I've been looking for software that does this myself, but I don't think it exists.
There used to be a project, https://bazil.org/, that promised to do it. The website is still up, but it has not been updated in years.
The existing tool closest to what I envision is git-annex. It tracks what files live where, and you can sync single files or as much content as will fit on the local harddrive with a few commands.

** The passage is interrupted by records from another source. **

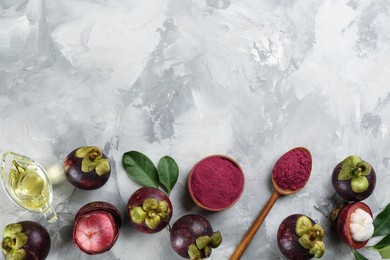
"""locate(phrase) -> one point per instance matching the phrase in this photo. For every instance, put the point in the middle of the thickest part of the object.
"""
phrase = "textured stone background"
(247, 78)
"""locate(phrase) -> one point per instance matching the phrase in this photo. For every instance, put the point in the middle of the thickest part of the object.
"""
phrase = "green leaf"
(383, 247)
(358, 256)
(347, 167)
(141, 168)
(168, 172)
(382, 222)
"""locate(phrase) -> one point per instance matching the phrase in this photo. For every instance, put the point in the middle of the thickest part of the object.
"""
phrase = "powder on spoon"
(216, 182)
(292, 170)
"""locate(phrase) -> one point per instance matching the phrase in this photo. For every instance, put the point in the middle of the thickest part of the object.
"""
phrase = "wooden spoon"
(278, 191)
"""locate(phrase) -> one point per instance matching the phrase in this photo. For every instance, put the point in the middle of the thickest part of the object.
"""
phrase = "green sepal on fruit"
(92, 159)
(202, 247)
(13, 242)
(310, 236)
(353, 168)
(151, 212)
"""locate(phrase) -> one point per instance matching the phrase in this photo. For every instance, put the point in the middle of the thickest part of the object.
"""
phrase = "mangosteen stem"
(93, 155)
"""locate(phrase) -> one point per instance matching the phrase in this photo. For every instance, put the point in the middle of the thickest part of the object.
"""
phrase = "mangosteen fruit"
(300, 238)
(355, 224)
(193, 237)
(96, 227)
(354, 179)
(149, 210)
(87, 168)
(25, 240)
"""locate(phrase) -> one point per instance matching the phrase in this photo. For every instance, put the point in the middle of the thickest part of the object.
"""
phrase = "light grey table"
(247, 78)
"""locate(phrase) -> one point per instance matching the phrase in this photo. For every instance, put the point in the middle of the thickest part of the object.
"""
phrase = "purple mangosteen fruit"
(87, 168)
(96, 227)
(300, 238)
(354, 179)
(149, 210)
(25, 240)
(355, 224)
(192, 237)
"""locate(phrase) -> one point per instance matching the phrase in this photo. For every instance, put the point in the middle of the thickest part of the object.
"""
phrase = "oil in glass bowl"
(27, 184)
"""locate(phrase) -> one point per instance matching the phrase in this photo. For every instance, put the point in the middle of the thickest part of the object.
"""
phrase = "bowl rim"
(189, 178)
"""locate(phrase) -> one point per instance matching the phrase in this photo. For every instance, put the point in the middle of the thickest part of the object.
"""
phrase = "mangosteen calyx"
(310, 236)
(92, 159)
(13, 242)
(202, 247)
(353, 168)
(151, 212)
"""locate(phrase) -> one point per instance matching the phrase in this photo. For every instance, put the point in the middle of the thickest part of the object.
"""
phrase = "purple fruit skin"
(186, 230)
(138, 197)
(38, 243)
(98, 206)
(80, 179)
(101, 205)
(288, 240)
(344, 190)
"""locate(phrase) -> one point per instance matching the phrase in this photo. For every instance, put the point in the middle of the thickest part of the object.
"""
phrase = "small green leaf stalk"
(13, 242)
(152, 212)
(203, 245)
(310, 236)
(92, 159)
(355, 170)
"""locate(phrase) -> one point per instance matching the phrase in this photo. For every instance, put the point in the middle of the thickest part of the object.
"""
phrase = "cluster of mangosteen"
(97, 224)
(353, 179)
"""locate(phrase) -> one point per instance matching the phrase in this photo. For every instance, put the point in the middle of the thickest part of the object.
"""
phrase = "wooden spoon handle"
(240, 249)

There is also git-annex-assistant for a more dropbox-like experience, although I haven't used it myself.
After some research it looks like seafile [1] and nextcloud virtual file mode [2] are viable candidates.
[1] https://www.seafile.com/en/home/ [2] https://nextcloud.com/blog/nextcloud-desktop-client-3-2-with...

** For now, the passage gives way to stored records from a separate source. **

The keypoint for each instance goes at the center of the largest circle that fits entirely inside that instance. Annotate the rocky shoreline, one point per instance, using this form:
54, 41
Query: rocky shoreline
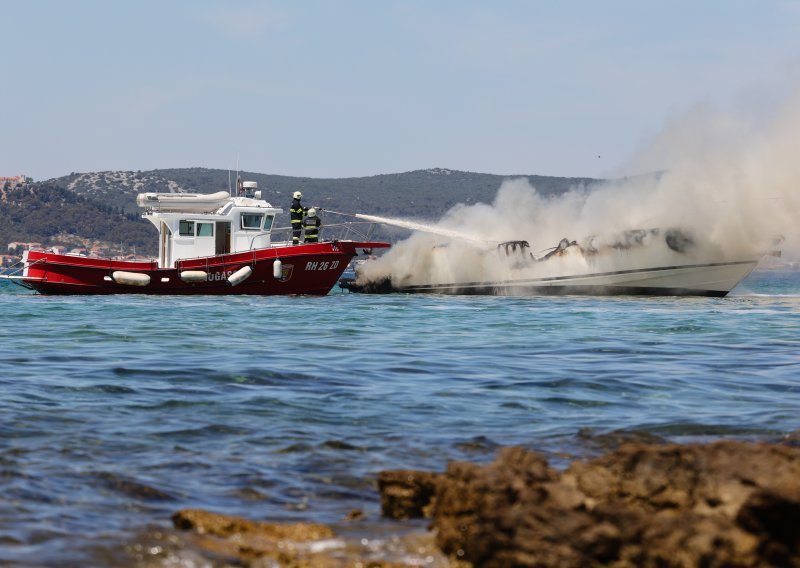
726, 503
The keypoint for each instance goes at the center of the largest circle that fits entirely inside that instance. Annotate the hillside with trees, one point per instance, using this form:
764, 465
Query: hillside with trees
102, 205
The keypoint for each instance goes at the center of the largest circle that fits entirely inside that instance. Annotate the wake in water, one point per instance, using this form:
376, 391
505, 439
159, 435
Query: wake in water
729, 180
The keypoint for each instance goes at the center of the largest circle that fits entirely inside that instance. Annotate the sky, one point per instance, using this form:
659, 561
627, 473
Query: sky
362, 87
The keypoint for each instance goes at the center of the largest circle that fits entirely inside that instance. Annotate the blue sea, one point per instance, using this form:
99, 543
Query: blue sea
116, 412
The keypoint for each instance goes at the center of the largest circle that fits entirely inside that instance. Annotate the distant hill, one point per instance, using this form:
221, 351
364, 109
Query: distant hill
101, 205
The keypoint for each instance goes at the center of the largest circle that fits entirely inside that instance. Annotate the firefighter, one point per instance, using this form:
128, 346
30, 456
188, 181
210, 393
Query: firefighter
312, 224
297, 211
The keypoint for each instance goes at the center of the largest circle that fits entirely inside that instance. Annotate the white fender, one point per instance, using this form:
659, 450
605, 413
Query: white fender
240, 275
130, 278
194, 276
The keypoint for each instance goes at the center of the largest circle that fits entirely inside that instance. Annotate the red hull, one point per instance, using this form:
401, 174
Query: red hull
306, 269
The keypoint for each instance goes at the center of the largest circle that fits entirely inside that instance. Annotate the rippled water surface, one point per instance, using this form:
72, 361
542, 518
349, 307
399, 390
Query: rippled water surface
115, 412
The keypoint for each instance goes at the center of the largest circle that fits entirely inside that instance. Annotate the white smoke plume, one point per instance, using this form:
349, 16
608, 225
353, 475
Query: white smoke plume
731, 179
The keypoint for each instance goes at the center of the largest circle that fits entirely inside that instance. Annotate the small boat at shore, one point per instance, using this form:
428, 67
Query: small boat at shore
215, 244
650, 262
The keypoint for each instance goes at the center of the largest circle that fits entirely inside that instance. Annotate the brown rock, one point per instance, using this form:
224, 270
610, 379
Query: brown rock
721, 504
406, 494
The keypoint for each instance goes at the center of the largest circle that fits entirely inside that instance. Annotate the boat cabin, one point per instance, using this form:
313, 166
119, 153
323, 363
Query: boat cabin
193, 225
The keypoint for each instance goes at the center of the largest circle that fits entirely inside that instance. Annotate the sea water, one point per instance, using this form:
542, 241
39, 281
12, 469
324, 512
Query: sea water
116, 412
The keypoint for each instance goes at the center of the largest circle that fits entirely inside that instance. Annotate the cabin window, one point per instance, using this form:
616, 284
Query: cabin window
205, 229
186, 229
252, 221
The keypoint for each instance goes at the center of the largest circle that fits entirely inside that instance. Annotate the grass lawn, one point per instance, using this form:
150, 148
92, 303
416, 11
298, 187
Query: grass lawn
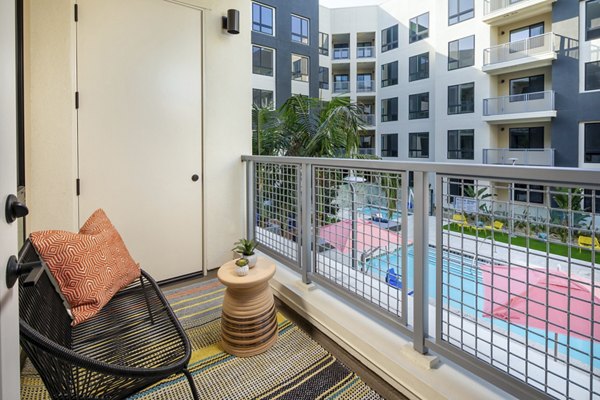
561, 249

I think you're looking for this: https://syncthing.net/
I used to use dropbox...I then spent years using raspberry pi's as storage devices, rclone, gdrive, s3 storage, syncthing and other solutions...I am now using dropbox again :-) (with rclone thrown in where needed)

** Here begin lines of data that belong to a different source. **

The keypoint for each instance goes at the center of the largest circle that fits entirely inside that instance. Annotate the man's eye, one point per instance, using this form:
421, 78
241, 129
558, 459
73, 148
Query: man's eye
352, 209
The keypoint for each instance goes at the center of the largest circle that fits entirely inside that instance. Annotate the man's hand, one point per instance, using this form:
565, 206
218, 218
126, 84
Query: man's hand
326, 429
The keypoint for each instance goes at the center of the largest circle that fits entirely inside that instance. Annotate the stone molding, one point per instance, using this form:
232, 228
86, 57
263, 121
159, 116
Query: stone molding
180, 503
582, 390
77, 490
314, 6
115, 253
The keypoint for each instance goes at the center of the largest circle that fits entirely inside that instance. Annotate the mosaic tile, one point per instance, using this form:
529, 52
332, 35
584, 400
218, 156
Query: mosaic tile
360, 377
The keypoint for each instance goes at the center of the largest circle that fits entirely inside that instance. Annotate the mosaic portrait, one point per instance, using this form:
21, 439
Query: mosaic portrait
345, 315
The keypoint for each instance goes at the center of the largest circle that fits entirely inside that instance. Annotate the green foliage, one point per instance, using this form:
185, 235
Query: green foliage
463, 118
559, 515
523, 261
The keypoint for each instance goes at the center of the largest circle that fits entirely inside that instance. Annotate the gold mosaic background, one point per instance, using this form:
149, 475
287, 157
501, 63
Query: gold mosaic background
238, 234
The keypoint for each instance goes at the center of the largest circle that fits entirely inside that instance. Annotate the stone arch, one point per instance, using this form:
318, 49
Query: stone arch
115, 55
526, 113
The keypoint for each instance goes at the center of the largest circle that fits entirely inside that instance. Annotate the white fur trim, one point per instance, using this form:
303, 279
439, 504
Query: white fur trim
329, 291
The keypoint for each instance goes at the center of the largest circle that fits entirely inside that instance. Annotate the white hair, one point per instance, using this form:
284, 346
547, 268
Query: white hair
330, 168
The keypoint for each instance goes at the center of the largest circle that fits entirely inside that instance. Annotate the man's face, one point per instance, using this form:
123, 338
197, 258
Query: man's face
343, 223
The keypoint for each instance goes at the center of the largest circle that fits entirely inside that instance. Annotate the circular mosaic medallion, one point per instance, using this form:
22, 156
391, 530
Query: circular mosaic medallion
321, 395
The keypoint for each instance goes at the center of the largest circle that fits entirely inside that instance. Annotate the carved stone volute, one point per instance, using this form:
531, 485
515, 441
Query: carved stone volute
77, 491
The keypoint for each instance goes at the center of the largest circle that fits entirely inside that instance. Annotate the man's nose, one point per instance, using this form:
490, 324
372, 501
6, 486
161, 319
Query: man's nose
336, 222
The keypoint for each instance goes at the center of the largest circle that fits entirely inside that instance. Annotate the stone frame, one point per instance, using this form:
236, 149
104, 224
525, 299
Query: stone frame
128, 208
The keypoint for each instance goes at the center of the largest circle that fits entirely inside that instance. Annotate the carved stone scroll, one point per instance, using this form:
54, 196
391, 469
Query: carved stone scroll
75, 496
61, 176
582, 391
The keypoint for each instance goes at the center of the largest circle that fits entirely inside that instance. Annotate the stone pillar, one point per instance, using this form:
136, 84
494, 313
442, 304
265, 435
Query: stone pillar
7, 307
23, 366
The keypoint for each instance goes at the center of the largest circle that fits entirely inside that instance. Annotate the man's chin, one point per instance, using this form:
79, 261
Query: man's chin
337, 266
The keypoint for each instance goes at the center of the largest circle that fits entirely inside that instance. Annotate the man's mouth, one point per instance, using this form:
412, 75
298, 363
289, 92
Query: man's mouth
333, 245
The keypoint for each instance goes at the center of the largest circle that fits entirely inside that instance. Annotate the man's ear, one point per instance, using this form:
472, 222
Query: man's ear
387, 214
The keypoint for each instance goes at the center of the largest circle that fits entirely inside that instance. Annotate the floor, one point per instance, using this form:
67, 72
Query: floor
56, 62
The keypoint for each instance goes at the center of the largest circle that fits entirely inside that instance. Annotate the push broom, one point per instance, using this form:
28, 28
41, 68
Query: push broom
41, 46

You're describing a "distributed filesystem with client-side whole-file caching". The Andrew File System (AFSv2) did this back in the 1990s.
https://pages.cs.wisc.edu/~remzi/OSTEP/dist-afs.pdf
FWIW, complexity is introduced when the server is unavailable and the client-side caches need to be synced with the remote.
Sshfs, NFS, and SMB are substantially easier to set up and live with, so you're not fighting conflict resolutions inherent in multi-primary repositories.